2nd, That this court, the bar concurring, doth deeply deplore the loss of so gallant a spirit and doth offer to his bereaved family the assurance of their profound sympathy.
3rd, That the foregoing preamble and resolutions be spread on the records and that the Clerk of this Court forward a copy thereof to the family of Capt. Wooding and a copy to the Danville papers for publication.
L. Scruggs, Clerk
In addition to Captain Wooding, at least 15 other men of the Danville Artillery were wounded at Fredericksburg. I have only been able to identify six of them:
Benjamin Walton. A 25 year old carpenter. While home on furlough, recovering from his wound, he married Sarah Edmunds of Caswell County. He eventually rejoined the unit and was captured at Ft. Gregg in Petersburg in April, 1865 and sent to Point Lookout prison. After the war he returned to Pittsylvania County, marrying his second wife Tabitha in Pittsylvania County in 1872. He died in 1889.
Isaac Bowman. He returned to duty in September, 1863. He was captured in Farmville on April 6, 1865 and sent to City Point Prison.
George Skelton. He was struck in the hip by a minie ball. A 24 year old farmer, he was wounded again at Spotsylvania Court House in May, 1864. He was paroled at Appomattox when the army surrendered.

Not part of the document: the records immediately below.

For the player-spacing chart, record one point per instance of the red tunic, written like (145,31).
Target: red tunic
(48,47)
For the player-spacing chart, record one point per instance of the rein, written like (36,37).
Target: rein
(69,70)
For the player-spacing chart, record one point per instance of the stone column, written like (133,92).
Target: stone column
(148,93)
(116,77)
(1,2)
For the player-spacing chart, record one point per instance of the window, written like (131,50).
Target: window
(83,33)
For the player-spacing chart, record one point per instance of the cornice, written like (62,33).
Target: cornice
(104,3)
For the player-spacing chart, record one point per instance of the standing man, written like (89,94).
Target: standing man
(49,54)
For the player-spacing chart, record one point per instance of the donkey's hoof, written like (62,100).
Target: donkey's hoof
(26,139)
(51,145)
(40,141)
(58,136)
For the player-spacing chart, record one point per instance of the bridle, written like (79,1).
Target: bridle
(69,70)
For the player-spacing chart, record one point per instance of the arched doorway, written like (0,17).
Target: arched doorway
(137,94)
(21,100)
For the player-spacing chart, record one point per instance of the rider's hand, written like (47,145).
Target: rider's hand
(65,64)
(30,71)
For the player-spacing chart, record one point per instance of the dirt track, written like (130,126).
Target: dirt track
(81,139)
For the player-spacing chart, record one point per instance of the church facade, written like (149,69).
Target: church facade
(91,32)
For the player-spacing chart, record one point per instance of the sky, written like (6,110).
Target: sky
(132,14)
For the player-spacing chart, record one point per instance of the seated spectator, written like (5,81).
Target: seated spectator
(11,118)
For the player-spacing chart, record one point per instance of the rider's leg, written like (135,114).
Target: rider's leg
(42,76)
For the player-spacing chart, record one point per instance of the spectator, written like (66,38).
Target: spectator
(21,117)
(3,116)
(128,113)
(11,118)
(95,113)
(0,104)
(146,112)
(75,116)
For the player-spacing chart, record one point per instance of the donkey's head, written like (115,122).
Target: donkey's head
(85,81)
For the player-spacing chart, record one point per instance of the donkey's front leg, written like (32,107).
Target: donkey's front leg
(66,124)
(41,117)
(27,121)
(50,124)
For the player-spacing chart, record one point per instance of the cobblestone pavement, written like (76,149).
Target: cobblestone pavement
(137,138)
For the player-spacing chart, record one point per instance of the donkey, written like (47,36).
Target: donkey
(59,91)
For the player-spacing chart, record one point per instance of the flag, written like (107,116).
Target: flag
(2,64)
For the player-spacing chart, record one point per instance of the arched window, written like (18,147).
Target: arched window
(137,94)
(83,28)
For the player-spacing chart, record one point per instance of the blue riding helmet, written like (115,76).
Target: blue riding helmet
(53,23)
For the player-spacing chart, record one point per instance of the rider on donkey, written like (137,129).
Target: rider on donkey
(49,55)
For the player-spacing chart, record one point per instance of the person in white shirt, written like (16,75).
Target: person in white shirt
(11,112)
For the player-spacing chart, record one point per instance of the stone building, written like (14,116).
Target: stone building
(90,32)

John S. Owen. A 21 year old stage driver, he was captured at Petersburg on April 3, 1865 and sent to Harts Island prison. He lived in Pittsylvania County after the war.
Lt. Joseph Jones. A 35 year old machinist, he was seriously wounded, but survived. After recovering, he served out the remainder of the war in the Ordnance Department and later as a blacksmith.
James K. Phillips. A 19 year old day laborer, he suffered a serious concussion early in the battle. He was again wounded at Mattahony Creek on May 24, 1864. After the war he went to college and became a lawyer in the Shenandoah valley. He married Emily Litten and died in 1908 at age 55.